Let $f(x,y) = 1 - \tfrac{x^2}{4} - y^2$ and $$ \Omega = \lbrace (x,y) \in \mathbb{R}^2 \colon f(x,y) \ge 0 \rbrace. $$ Compute the volume of the set $$ A = \lbrace (x,y,z) \in \mathbb{R}^3 \colon (x,y) \in \Omega, 0 \le z \le f(x,y) \rbrace. $$
My idea is to slice the set along the $z$-axis, obtaining a set $E_z$ - in fact, an ellipse - and computing the volume as $$ \int_0^1 \int_{E_z} dxdydz $$
However, I am stuck finding a way to describe $E_z$. What is the best strategy to do that?

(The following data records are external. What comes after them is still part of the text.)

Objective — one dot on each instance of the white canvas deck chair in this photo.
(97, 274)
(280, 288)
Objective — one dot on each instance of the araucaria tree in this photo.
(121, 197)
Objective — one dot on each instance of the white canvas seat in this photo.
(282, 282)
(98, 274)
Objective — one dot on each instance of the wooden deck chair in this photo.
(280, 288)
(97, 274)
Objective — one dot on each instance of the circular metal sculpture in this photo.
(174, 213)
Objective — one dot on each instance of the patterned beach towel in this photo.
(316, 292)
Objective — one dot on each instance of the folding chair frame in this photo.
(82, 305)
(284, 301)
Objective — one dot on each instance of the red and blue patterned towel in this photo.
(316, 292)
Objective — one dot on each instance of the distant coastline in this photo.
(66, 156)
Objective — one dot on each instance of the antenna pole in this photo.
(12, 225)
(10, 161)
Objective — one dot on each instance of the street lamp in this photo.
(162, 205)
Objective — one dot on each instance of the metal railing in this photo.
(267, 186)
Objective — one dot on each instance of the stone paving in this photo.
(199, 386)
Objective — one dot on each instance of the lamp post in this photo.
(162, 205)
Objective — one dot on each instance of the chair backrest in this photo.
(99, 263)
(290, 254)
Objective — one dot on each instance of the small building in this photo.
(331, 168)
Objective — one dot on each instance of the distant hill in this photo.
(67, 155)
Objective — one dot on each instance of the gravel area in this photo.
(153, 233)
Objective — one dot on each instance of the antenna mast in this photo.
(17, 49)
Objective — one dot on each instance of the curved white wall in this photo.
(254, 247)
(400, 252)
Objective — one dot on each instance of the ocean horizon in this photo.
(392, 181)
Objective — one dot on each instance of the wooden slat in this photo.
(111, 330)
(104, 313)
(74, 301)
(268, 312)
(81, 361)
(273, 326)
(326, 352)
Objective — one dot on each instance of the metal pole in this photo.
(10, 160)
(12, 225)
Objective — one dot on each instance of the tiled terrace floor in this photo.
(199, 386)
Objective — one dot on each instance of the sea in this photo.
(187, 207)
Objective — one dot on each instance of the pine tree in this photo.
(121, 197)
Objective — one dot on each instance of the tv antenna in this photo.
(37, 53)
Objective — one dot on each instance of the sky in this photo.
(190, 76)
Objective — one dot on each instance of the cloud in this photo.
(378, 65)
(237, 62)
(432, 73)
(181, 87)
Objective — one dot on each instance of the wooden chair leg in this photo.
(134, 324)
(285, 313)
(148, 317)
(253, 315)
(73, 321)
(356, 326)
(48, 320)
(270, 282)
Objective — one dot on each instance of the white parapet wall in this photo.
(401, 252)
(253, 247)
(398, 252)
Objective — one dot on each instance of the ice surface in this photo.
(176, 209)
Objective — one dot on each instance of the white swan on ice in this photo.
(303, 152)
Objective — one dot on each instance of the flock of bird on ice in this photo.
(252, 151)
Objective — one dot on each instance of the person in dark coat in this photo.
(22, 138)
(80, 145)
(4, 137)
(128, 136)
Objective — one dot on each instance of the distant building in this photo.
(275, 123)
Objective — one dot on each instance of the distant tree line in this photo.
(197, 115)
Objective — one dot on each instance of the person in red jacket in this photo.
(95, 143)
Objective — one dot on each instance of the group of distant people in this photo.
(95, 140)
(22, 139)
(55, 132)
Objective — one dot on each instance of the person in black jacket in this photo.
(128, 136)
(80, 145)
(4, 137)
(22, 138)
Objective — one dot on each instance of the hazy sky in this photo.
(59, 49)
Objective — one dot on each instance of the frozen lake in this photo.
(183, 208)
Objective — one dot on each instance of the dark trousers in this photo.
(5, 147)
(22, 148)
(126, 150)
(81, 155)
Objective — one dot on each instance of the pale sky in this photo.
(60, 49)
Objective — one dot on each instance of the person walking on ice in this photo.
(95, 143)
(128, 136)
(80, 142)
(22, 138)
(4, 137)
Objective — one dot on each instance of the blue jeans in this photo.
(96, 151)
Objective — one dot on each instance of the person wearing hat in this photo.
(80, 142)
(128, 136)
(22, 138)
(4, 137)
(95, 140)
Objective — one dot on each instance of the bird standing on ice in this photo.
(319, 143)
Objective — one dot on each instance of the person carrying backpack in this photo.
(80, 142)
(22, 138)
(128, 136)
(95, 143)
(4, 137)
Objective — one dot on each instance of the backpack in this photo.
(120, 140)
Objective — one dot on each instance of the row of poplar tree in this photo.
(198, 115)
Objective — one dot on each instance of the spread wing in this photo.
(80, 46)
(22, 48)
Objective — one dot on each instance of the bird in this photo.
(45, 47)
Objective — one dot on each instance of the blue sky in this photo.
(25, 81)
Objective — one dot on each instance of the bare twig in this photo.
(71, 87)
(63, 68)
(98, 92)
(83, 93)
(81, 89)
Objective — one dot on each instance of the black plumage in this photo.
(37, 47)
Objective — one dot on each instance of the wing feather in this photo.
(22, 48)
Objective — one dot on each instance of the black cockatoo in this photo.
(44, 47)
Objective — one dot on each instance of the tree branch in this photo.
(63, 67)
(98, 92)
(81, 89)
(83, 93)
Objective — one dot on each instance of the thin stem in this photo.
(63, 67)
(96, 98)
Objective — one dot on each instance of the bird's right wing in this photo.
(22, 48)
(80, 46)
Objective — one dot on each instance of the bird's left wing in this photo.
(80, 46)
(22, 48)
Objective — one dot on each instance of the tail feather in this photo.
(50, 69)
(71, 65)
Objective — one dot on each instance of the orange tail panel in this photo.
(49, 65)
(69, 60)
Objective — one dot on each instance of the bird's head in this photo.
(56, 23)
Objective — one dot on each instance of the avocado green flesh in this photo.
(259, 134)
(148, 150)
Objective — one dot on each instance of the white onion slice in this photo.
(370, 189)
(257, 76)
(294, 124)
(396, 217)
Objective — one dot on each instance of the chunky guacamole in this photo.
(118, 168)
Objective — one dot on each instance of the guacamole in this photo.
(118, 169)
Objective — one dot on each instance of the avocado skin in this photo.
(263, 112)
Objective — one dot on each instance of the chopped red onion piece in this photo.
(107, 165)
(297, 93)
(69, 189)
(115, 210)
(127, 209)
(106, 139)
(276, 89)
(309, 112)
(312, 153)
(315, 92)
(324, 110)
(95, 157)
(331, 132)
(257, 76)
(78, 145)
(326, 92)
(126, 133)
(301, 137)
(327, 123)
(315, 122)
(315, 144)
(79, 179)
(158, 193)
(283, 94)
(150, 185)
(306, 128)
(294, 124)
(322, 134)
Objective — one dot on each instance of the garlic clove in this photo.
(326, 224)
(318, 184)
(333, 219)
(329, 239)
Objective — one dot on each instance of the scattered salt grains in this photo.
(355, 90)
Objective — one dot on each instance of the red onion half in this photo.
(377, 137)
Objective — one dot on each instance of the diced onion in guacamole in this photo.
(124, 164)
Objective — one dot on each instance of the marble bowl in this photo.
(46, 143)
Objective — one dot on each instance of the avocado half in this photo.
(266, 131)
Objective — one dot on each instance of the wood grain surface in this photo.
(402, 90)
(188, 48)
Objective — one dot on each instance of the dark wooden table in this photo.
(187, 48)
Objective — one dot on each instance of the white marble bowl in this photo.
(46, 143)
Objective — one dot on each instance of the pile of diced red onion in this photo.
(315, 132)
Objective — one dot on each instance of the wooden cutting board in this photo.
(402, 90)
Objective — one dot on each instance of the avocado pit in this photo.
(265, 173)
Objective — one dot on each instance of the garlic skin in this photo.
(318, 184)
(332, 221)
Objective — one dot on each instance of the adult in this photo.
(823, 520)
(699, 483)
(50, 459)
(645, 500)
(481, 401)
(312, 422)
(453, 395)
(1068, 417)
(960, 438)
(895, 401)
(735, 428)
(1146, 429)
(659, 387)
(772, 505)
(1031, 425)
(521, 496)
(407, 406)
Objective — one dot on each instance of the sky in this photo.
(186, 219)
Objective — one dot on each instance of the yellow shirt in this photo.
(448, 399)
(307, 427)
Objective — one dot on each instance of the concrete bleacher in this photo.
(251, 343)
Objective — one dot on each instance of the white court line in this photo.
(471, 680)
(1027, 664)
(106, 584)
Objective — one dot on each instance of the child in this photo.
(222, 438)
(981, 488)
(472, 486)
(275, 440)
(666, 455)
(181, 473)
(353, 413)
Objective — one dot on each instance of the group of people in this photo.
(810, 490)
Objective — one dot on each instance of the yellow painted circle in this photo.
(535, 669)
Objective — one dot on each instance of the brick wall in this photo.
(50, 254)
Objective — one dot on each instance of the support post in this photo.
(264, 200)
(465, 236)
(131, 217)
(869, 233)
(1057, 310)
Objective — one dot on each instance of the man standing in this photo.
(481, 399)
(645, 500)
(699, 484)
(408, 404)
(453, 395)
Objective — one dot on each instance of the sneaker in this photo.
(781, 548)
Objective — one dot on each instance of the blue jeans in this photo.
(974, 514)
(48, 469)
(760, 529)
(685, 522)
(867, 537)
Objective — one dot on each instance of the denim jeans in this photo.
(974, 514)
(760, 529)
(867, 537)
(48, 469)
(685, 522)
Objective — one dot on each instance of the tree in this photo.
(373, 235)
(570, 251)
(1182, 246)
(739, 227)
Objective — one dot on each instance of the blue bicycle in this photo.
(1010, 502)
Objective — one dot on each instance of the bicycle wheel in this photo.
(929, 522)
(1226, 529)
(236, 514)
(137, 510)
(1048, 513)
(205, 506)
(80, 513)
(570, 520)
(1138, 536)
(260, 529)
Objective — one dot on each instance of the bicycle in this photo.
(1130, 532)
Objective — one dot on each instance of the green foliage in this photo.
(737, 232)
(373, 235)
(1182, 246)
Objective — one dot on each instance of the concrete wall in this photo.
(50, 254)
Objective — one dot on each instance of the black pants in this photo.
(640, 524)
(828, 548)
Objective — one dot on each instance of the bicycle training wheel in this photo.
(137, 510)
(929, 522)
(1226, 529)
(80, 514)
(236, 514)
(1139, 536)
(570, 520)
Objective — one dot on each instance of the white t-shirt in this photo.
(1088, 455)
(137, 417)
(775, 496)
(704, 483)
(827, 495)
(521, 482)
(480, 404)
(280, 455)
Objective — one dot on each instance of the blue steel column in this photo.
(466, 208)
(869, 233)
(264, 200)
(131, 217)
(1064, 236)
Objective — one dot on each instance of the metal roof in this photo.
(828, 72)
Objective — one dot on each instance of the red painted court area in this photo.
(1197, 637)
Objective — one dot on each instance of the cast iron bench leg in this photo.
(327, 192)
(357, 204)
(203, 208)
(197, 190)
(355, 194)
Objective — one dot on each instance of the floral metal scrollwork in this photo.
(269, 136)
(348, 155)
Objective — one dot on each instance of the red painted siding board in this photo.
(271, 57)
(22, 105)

Use this parameterization for the whole $3$ dimensional space
$$\begin{align} x&=2u\cos v \\ y&=u \sin v \\ z&=w \end{align} \qquad 0 \le u \lt \infty, \quad 0 \le v \lt 2\pi, \quad -\infty \lt w \lt \infty$$
then the integral for volume will be
$$V=\int_{v=0}^{2\pi}\int_{u=0}^{1}\int_{w=0}^{1-u^2}\frac{\partial(x,y,z)}{\partial(u,v,w)}dw\,du\,dv$$
where
$$\frac{\partial(x,y,z)}{\partial(u,v,w)}= \begin{vmatrix} \frac{\partial x}{\partial u} & \frac{\partial x}{\partial v} & \frac{\partial x}{\partial w} \\ \frac{\partial y}{\partial u} & \frac{\partial y}{\partial v} & \frac{\partial y}{\partial w} \\ \frac{\partial z}{\partial u} & \frac{\partial z}{\partial v} & \frac{\partial z}{\partial w} \end{vmatrix}= \begin{vmatrix} 2\cos v & -2u \sin v & 0 \\ \sin v & u \cos v & 0 \\ 0 & 0 & 1 \end{vmatrix}= 2u$$
is the jacobian.